Felicity’s one of those names that I love seeing considered. Though it’s more familiar to us here in this community than not, it’s actually fairly unusual — take a look at its popularity chart:
Isn’t that so interesting? From 1900 to 1997, it wasn’t in the top 1000 at all. Doesn’t that surprise you? Then on September 29, 1998 the show Felicity aired, which accounts for the name’s appearance at no. 818 in 1998 and the HUGE leap it made the next year! It stayed between 400 and 800 ever since, being currently at the most popular it’s ever been, at no. 360. Part of the reason for the recent increase in popularity might also be due to actresses Felicity Jones and Felicity Huffman (who’s one of eight! Six girls besides her: Mariah, Betsy, Grace, Isabel, Jessie, Jane, and one brother: Moore, Jr.) and also the Revolutionary War-era American Girl doll by the same name. But even still, no. 360 is really not that popular at all, especially given what we know about name popularity today (here, here). All in all, I think it’s sort of in a sweet spot of popularity — uncommon yet familiar.
And of course, its saintliness! St. Felicity’s story is one of the very best — as New Advent puts it (using the variant Felicitas):
“Felicitas, who at the time of her incarceration was with child (in the eighth month), was apprehensive that she would not be permitted to suffer martyrdom at the same time as the others, since the law forbade the execution of pregnant women. Happily, two days before the games she gave birth to a daughter, who was adopted by a Christian woman. On 7 March, the five confessors were led into the amphitheatre. At the demand of the pagan mob they were first scourged; then a boar, a bear, and a leopard, were set at the men, and a wild cow at the women. Wounded by the wild animals, they gave each other the kiss of peace and were then put to the sword.”
Felicity was the maidservant of St. Perpetua, also a mother of an infant who was martyred at the same time — they share a feast day: March 7. That Felicity is St. Felicity of Carthage, but there are others too, like St. Felicity of Rome who was mother to seven sons and was forced to watch them all killed in front of her in order to get her to renounce her faith (it didn’t work); she was then martyred.
Felicity’s also a virtue-type name — it means “happiness” — which puts it in league with names like Grace, Faith, Hope, Sophia, and Verity. It’s got so much going for it in its full form, but I feel like a big part of the conversation around the name Felicity involves nicknames — specifically, I know parents who decide not to go with Felicity because they can’t figure out a nickname they like.
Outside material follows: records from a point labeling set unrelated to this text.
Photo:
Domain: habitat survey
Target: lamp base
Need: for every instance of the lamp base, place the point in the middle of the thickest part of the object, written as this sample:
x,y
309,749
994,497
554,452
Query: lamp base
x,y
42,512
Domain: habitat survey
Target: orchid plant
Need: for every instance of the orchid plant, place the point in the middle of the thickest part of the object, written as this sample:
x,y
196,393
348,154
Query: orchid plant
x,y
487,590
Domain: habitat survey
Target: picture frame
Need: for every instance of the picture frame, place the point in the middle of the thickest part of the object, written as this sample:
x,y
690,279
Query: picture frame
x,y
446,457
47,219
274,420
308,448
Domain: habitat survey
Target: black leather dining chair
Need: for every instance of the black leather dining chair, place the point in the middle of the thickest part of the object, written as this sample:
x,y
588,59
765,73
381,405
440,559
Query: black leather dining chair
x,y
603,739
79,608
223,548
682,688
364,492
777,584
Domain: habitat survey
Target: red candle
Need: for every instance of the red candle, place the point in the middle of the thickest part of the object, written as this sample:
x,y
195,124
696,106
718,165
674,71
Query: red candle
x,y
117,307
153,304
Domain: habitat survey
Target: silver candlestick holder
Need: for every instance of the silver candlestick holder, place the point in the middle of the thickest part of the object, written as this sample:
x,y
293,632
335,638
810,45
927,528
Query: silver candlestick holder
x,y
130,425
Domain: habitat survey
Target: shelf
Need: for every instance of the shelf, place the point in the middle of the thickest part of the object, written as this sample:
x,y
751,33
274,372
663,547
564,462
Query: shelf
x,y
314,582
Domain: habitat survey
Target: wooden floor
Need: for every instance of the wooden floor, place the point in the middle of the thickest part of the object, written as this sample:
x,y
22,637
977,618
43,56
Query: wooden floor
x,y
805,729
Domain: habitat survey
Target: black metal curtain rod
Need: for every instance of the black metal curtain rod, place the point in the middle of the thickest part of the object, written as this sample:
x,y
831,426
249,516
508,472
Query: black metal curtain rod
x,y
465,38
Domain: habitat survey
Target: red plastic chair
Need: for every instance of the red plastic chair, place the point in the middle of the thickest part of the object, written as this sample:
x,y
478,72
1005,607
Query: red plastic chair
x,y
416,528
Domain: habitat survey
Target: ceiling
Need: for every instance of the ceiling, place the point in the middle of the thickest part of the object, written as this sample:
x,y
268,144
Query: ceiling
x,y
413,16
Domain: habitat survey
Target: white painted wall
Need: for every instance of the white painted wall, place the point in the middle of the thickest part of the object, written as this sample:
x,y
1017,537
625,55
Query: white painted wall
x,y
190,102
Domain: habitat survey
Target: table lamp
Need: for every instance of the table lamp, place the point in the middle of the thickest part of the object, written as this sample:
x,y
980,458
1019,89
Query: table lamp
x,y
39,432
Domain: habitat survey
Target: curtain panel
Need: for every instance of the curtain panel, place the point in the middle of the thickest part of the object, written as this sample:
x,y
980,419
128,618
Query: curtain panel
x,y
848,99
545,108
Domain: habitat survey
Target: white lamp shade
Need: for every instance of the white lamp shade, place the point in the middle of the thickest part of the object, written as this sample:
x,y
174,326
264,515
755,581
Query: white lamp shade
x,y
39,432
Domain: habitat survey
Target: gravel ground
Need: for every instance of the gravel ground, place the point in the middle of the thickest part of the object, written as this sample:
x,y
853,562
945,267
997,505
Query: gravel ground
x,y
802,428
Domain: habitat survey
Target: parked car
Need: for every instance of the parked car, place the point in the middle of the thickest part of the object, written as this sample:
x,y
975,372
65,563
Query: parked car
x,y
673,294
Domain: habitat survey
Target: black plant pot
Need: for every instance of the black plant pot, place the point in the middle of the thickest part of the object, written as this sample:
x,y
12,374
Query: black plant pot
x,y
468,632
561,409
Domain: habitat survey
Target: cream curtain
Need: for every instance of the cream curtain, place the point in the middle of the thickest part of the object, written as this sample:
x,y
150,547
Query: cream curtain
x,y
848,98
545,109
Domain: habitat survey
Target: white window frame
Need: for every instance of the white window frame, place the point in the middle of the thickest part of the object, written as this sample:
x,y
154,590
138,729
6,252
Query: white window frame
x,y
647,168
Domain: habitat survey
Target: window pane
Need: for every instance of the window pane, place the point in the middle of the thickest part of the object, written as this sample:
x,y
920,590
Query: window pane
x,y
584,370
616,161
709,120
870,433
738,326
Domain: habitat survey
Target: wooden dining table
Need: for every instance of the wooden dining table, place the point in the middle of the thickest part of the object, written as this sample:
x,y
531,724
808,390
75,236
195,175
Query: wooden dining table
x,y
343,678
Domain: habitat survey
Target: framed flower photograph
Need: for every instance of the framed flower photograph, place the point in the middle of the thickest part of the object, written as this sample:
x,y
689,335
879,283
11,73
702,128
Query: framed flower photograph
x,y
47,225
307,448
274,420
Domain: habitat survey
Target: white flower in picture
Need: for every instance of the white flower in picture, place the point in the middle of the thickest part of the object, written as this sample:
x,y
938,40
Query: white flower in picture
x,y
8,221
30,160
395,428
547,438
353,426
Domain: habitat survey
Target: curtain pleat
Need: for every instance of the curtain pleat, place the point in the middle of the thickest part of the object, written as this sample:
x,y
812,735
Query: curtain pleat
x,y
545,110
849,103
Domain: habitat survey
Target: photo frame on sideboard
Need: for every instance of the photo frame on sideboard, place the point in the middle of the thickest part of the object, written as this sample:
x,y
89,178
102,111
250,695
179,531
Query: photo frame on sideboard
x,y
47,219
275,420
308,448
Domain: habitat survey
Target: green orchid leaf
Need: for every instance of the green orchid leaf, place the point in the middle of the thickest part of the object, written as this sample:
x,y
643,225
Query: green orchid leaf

Some traditional ones are Fliss(y), Liss(y), Lissa, Fil, Flick, and Flicka (Felicity Huffman has a web site for women in general and moms in particular called What the Flicka), but what else can we get out of it?
Ages ago one of you (eclare) suggested Lily as a nickname for Felicity, which I thought was brilliant. Another of you (Margaret) has a daughter named Felicity who gets called Fin — a nickname from one of her middle names, but I totally think it could work for something like Felicity Nora. Zita is a Hungarian diminutive of the name, and Zyta a Polish short form — I really like both those options. The comments for the entry on behindthename include Fee and Felly as nicknames, which are cute. Cissy could probably work, as could Liddy, which I love. What other ideas do you have?
What do you think of the name Felicity? Would you name a daughter Felicity, or have you? Does she go by a nickname? Do you know any little Felicitys?